Reward

Reward functions are components in RLHF training used to evaluate the quality of model outputs. They calculate reward scores based on model-generated trajectories to guide policy learning.

Basic Interface

class Reward:

    def __call__(self, trajectories: List[Trajectory], ground_truths: List[Trajectory]):
        """
        Calculate reward values

        Args:
            trajectories: List of model-generated trajectories
            ground_truths: List of ground truth trajectories

        Returns:
            List of reward values
        """
        ...

MathReward

The math reward function evaluates the correctness of answers to mathematical problems.

from twinkle.reward import MathReward

reward_fn = MathReward()
rewards = reward_fn(generated_trajectories, ground_truth_trajectories)
# rewards: List[float], 1.0 for correct, 0.0 for incorrect

FormatReward

The format reward function checks whether the output conforms to a specified format.

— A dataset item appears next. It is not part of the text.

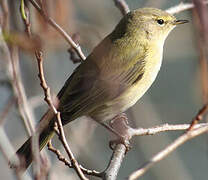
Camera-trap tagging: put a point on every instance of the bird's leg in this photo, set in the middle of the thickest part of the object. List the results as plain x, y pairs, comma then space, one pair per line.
120, 124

from twinkle.reward import FormatReward

reward_fn = FormatReward()
rewards = reward_fn(trajectories, ground_truths)

Custom Reward Functions

You can create custom rewards by inheriting from the Reward base class or using functions:

from twinkle.reward import Reward
from twinkle.data_format import Trajectory
from typing import List

class CustomReward(Reward):

    def __call__(self, trajectories: List[Trajectory], ground_truths: List[Trajectory]):
        rewards = []
        for traj, gt in zip(trajectories, ground_truths):
            # Custom evaluation logic
            score = self._evaluate(traj, gt)
            rewards.append(score)
        return rewards

    def _evaluate(self, traj, gt):
        # Implement specific evaluation logic
        ...

Or using a function:

def my_reward(trajectories, ground_truths):
    return [1.0 if t == gt else 0.0 for t, gt in zip(trajectories, ground_truths)]

# Use in training
rewards = my_reward(generated, ground_truths)

Usage Scenarios

Typical workflow of reward functions in RLHF training:

from twinkle.sampler import vLLMSampler
from twinkle.reward import MathReward
from twinkle.advantage import GRPOAdvantage

sampler = vLLMSampler(model_id='ms://Qwen/Qwen3.5-4B')
reward_fn = MathReward()
advantage_fn = GRPOAdvantage()

for batch in dataloader:
    # 1. Sample and generate multiple candidate answers
    response = sampler.sample(batch, num_samples=4)

    # 2. Evaluate quality using reward function
    rewards = reward_fn(response.trajectories, batch.ground_truths)

    # 3. Calculate advantages
    advantages = advantage_fn(rewards, num_generations=4)

    # 4. Update policy using advantage values
    ...

The design of reward functions is crucial for RLHF effectiveness. A good reward function should accurately reflect the task objectives and provide clear learning signals.